To develop these explicit standards of achievement, academic staff in each faculty are looking at real examples of student work, to define not just the standards but the indicators, measures and procedures for gathering and evaluating evidence of student learning. This is relatively straightforward for writing or quantitative reasoning, but it is not so easy when it comes to problem solving or teamwork, which may look rather different for physiotherapists and engineers.

We are not asking for spurious degrees of fine judgment (is this worth 64 or 65 marks), but for robust definitions that allow an evidence-based, university-wide judgment that the student has produced work that is good enough, better than good enough or not yet good enough.
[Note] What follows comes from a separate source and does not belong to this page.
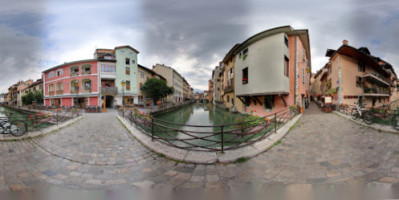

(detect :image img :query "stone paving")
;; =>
[0,104,399,195]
If we expect students to demonstrate these capabilities at graduation, then we also have a responsibility to show where, in any particular course of study, they are introduced, developed, assessed and evaluated.

Most such capabilities require development across several years and are not skills that can be picked up in a single subject. Nor is there any point telling students they are not good enough if you cannot show them where and when they will have the opportunity to improve their capabilities.

For these reasons we need to be able to assess and provide feedback very early on in the course (in a cornerstone), somewhere towards the middle, as well as at the end, in a capstone experience.

It would be a lost opportunity and a backward step if TEQSA concludes that measuring student learning is too difficult and resorts to the suggested generic graduate skills assessment test -- which measures little of value about what students have learned -- or relies on students' assessments of their generic skills as captured in the CEQ. Students' assessments of their capabilities are no substitute for the skilled independent assessment, against explicit standards, of academic staff.

Would it not be better if TEQSA gave universities the opportunity to develop explicit, not minimum, standards for student learning, defined through their chosen institutional graduate capabilities?

Such a first step also would provide the foundation for setting measurable targets for improving this learning and would support the government's goal of encouraging diversity of institutional mission, by requiring not only explicitness of purpose but also of standards.

Having defined and mapped where La Trobe's capabilities are developed and assessed across the curriculum, we expect to be able to set targets for improvement, such as increasing the percentage of our graduates who meet the better-than-good-enough standard by improving the design of particular programs of study.

Or we may plan to raise the bar for what constitutes good enough by evaluating and revising parts of the curriculum.

In a diversified sector the standards chosen will vary from university to university but, once developed, the potential for benchmarking is obvious.